17. The Road Warrior. Elevating Mel Gibson from promising young actor to full-fledged movie star, George Miller’s relentless sequel to his own Mad Max (1979) paired terrifying stunt work with wicked camera moves and wild art direction to create a thrill ride for the ages. Watching Gibson’s loner hero battle his way across a postapocalyptic landscape in which cars are both instruments of death and instruments of salvation, viewers were pulled into a fully imagined fantasy realm. With all due respect to the acclaimed 2015 installment Mad Max: Fury Road, every episode in this series must bow down before the stylish savagery of The Road Warrior.
18. Sharky’s Machine. Yet another of my all-time faves, again purely because of attitude and style. Oh, and Rachel Ward, too. Atoning for the sins of his other 1981 movies, Burt Reynolds directs and stars in this exciting, funny, gritty crime saga about a cop who falls in love with a prostitute while trying to take down a crime lord. The setup is full of clichés, but William A. Fraker’s alternately glossy and shadowy cinematography sets the ideal stage for vivid acting by Bernie Casey, Charles Durning, John Fiedler, Vittorio Gassman, Earl Holliman, Brian Keith, Richard Libertini, Hari Rhodes, and Henry Silva. Backstory: After Clint Eastwood started making rowdy comedies, Eastwood’s buddy Reynolds said he’d get revenge for the invasion of his cinematic turf by making “Dirty Harry in Atlanta.” Reynolds is wonderfully emotional and tough throughout Sharky’s Machine, even during the wobbly love scenes, and leading lady Ward, in her big-budget Hollywood debut, is ravishing.

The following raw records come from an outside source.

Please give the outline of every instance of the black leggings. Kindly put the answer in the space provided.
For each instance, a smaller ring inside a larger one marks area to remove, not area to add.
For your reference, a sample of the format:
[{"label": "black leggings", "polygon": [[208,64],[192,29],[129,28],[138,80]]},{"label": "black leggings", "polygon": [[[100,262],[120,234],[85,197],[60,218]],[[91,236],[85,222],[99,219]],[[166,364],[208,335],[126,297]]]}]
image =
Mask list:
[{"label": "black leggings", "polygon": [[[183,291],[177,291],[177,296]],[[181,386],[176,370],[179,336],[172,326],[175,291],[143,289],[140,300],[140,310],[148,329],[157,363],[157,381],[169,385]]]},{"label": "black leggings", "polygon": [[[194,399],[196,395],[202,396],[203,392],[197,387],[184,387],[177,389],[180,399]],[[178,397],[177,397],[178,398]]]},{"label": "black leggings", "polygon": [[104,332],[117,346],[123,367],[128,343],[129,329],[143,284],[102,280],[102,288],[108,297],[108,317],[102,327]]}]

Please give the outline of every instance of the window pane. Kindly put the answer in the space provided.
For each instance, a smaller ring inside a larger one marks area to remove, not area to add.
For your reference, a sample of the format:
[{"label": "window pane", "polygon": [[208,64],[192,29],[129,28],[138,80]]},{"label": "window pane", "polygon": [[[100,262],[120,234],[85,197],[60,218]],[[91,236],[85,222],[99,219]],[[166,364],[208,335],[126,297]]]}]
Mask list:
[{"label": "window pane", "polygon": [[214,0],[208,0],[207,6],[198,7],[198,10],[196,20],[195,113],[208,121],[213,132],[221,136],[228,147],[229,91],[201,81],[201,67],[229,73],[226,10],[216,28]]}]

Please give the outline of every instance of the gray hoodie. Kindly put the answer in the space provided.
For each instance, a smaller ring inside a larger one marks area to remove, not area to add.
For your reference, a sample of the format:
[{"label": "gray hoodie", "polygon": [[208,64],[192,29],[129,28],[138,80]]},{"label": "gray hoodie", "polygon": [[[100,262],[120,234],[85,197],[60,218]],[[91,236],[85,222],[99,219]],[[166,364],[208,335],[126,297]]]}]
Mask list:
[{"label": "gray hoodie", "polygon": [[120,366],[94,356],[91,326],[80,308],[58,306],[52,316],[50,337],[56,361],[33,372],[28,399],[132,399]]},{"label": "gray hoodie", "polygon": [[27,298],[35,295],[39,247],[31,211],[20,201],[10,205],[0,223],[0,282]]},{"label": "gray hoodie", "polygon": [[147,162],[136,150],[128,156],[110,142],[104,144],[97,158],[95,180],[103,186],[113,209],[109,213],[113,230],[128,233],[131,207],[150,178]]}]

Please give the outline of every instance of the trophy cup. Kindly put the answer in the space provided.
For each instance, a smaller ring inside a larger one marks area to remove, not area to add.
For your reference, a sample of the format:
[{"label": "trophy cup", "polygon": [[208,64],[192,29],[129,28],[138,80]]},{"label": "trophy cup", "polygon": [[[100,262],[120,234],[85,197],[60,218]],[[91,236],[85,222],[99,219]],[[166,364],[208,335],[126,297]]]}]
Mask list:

19. S.O.B. Taking a break from Pink Panther movies and sex comedies, Blake Edwards crafted a vicious satire about Hollywood, assembling a polished cast headed by William Holden and Edwards’ wife, Julie Andrews. Supporting players, all wonderful, include Larry Hagman, Richard Mulligan, Robert Preston, Robert Vaughn, Robert Webber (so many Roberts!), and others. Mulligan plays an auteur director who goes insane while making a super-expensive musical about sexual themes—shades of One from the Heart—while Andrews, spoofing her own image, plays a goody-two-shoes actress who does a topless scene in order to change her public perception. (Cover your eyes if the prospect of seeing a disrobed Mary Poppins sounds traumatizing.) Although S.O.B. is crude and sometimes stupid, it captures something depressing and timeless about the avarice at the heart of the film industry.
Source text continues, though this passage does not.